TCRcloud was initially developed for TCR repertoires but it is also compatible with BCR repertoires.
Usage
To create a word cloud
TCRcloud cloud repertoire.airr.rearrangements.tsv
By default TCRcloud colours the CDR3 based on the V gene. Only the colours for human TCR and BCR variable genes are coded into TCRcloud but you can provide a json file that atributes colours in Hex format to specific sequences:
{
"#FF0000":["CAVSLPTDSWGKLQF","CASSLVVADPYQETQYF"],
"#0000FF":["CAYRSKGSQGNLIF","CASSLGGQSGNEQFF"]
}
The sequences not in the json file will be coloured grey.
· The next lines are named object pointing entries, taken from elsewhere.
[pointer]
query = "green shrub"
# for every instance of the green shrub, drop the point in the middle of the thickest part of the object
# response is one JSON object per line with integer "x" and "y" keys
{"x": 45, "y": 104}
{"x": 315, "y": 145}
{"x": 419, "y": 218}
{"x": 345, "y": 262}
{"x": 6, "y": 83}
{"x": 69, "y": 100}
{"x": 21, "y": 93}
To use your custom colours for the word cloud
TCRcloud cloud repertoire.airr.rearrangements.tsv -c colours.json
To create a word cloud without a legend
TCRcloud cloud repertoire.airr.rearrangements.tsv -l False
To create a radar plot comparing diversity indices
TCRcloud radar repertoire.airr.rearrangements.tsv
By default TCRcloud uses repertoire_id but you can create a legend with the text you want by providing a json file:
{
"PRJNA509910-su008_pre-TRA":"Subject 8 pre-treatment",
"PRJNA509910-su008_post-TRA":"Subject 8 post-treatment",
"PRJNA509910-su008_pre-TRB":"Subject 8 pre-treatment",
"PRJNA509910-su008_post-TRB":"Subject 8 post-treatment"
}
To create a radar plot with your desired legend
TCRcloud radar repertoire.airr.rearrangements.tsv -c legend.json
To create a radar plot without a legend
TCRcloud radar repertoire.airr.rearrangements.tsv -l False
To export the calculated indices from the radar to a text file
TCRcloud radar repertoire.airr.rearrangements.tsv -e True
The indices utilized in the radar
Distinct CDR3: Count of the unique CDR3 sequences in the sample
Convergence: Frequency of CDR3 amino acid sequences that are coded by more than one nucleotide sequence
D50 Index: Developed by Dr Jian Han, this index represents the percent of dominant and unique T or B cell clones that account for the cumulative 50% of the total CDR3 counted in the sample
Gini Coefficient: Originally developed by Dr Corrado Gini to represent the wealth inequality within a social group
Shannon Index: Originally developed by Dr Claude Shannon to quantify the entropy in strings of text. Calculated here using log2
Gini-Simpson Index: This is a transformation of the index originally developed by Dr Edward H. Simpson to measure diversity in a ecosystem
Chao1 index: Originally developed by Dr Anne Chao to estimate richness in a ecological community
To create an amino V-genes plot
TCRcloud vgenes repertoire.airr.rearrangements.tsv
To export the processed data from the V-genes plot to a text file
TCRcloud vgenes repertoire.airr.rearrangements.tsv -e True
To create a 2-D amino acid plot
TCRcloud aminoacids repertoire.airr.rearrangements.tsv
To create a 3-D amino acid plot
TCRcloud aminoacids repertoire.airr.rearrangements.tsv -t True
To export the processed data from the amino acid plot to a text file
TCRcloud aminoacids repertoire.airr.rearrangements.tsv -e True
Using TCRcloud you can download rearragements files from the AIRR compliant databases based on AIRR repertoire metadata files
To download AIRR rearrangements files
TCRcloud download repertoire.airr.json
TCRcloud provides some test data to experiment the tool. The data is from subject number 8 of Yost et al. (2019) (DOI: 10.1038/s41591-019-0522-3)
To download the test data repertoire file
TCRcloud testdata
After having the alpharepertoire.airr.json and betarepertoire.airr.json file you can use the download function included in TCRcloud to get the matching rearragements file.